Como saber se um investimento é realmente lucrativo?

Exemplificação pode esclarecer as coisas. Um investimento que seria lucrativo a, digamos, 2% após impostos, e requer uma taxa de retorno de 5% antes de impostos, deve ser preferido contra outros com taxa de retorno de 8% antes de impostos porque o primeiro é mais fácil de conseguir e obter lucros, o que significa que para todas as taxas de retorno superiores a 5%, os investidores obterão lucro, enquanto no segundo caso as taxas deverão ser superiores a 8%.
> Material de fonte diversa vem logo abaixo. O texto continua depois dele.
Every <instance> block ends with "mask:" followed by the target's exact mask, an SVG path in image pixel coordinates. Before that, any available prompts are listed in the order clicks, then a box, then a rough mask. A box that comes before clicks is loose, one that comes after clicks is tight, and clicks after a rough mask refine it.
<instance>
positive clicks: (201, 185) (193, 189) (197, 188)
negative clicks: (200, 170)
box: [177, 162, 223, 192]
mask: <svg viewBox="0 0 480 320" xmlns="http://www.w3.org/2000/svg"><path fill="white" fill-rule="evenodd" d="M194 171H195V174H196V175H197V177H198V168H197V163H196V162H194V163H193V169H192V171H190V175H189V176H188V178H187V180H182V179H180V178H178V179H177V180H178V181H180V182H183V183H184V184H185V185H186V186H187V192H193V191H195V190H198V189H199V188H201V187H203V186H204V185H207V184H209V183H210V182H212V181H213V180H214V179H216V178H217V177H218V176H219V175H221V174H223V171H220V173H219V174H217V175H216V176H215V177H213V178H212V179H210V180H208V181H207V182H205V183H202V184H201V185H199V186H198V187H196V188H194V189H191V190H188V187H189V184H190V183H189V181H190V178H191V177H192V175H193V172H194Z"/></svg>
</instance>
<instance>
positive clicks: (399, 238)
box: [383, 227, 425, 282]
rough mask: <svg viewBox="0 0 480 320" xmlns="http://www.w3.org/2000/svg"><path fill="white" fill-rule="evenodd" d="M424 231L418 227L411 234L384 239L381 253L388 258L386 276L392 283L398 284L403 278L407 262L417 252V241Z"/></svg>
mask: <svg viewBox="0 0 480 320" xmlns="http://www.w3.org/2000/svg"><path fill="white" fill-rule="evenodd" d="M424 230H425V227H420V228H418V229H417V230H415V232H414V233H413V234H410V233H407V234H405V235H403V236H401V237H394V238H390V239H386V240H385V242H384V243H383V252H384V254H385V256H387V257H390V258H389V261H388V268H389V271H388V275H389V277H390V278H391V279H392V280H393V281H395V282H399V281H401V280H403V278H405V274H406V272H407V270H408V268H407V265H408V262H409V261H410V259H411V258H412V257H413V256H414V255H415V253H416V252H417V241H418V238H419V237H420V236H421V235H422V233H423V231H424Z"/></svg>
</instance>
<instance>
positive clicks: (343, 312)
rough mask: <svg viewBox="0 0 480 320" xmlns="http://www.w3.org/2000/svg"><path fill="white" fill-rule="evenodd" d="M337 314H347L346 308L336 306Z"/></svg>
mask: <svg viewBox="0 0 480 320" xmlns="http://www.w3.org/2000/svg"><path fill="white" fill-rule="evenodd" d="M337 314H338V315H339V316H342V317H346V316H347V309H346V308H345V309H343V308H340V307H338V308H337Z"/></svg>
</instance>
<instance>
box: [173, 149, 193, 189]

Por outro lado, se um investimento ganhar 4% antes dos impostos, deve ser evitado porque tem que oferecer pelo menos 5% para ser rentável. Nesse sentido, todos os investimentos que, na ausência de impostos, seriam lucrativos a taxas entre 2% e 5%, não ocorrerão quando impostos estiverem envolvidos.

A taxa de retorno antes do imposto sobre o investimento também é chamada de custo de capital. O modelo de King e Fullerton assume o custo de capital como uma função da taxa de juros real r, e assume que a taxa de retorno pré-imposto é dada por uma função c (r). A taxa de juros real aqui é uma variável exógena.

Projetos de investimento

Como mencionado, para comparar projetos de investimento, supomos que todos os projetos devem ter a mesma taxa de retorno após impostos. Considere um projeto de investimento com apenas um dólar de custo inicial. Nessa situação, para um determinado tipo de ativo, o custo de capital será dado pela taxa marginal de retorno (MRR) menos a taxa de depreciação econômica para aquele ativo. Onde n é o número de anos para os quais uma depreciação pode ser reivindicada e é a taxa de depreciação estatutária. Lembre-se de que é a taxa de desconto da empresa e depende do tipo de financiamento.

Investimento

Considere V como a soma de todas as taxas marginais de retorno (MRR) obtidas com o ativo durante um determinado período de tempo. O fator de desconto deve abranger não apenas as taxas de depreciação, mas também a taxa de inflação (considerada constante ao longo do tempo), o que aumenta a depreciação e também a taxa na qual a empresa desconta os fluxos de caixa.

Onde ver a proporção de inventários avaliados

Até agora, temos uma expressão para o custo de capital em função da taxa de desconto da empresa. No entanto, os formuladores de políticas estão interessados ​​no custo do capital como uma função da taxa de juros como na expressão. Como as relações entre a taxa de juros e a taxa de desconto da empresa dependerão da fonte de financiamento, é necessário desenvolver equações para patrimônio, dívida e lucros retidos.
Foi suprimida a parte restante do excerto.